Hawaii is a unique place for such studies being so isolated. We have set up a chain of study sites spanning the major islands we call the Long Substrate Age Gradient, or LSAG. This substrate age gradient makes use of the increasing age of Hawaiian volcanoes with increasing distance from the hot spot, from southeast to northwest across the islands. Originally, much of the gradient was developed by Ralph Riley for a study of the regulation of nitrogen trace gas emissions; it was later refined by Tim Crews, Darrell Herbert, Kanehiro Kitayama, and Peter Vitousek to consist of six sites that range in age from ~300 to ~4.1 million years. These include the 0.3 ky (ky = 1000 years) Thurston site on Kilauea Volcano, the 2.1 ky Ola'a site on Mauna Loa, the 20 ky Laupahoehoe site on Mauna Kea, the 150 ky Kohala site on Kohala Volcano, the 1400 ky Kolekole site on East Molokai volcano, and the 4100 ky Koke'e site on Kaua'i.

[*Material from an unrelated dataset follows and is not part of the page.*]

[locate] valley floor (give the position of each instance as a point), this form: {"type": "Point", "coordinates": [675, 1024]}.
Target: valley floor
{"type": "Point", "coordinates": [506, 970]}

Additionally we are looking at how the early Hawaiians practiced agriculture on both dry and wet irrigated field systems. Our goal is to increase scientific understanding of long-term co-evolutionary interactions between people and their environments, and to advance the use of past dynamics as explanatory models for contemporary global environmental change. In the course of our work, we have made a systematic effort to reach out to the Hawaiian public, and particularly to Native Hawaiians, with our findings. The extent and intensity of precontact dryland agriculture are not widely appreciated in Hawai‘i – and where they are understood, the contemporaneous scarcity of agriculture as intensive in the continental tropics is little recognized. Our outreach has been direct (through numerous public talks), through the educational system (through talks to Native Hawaiian programs at the University of Hawai’i (Manoa and Hilo) and at Kamehameha Schools (a multi-campus K-12 school for Native Hawaiians), and through the media.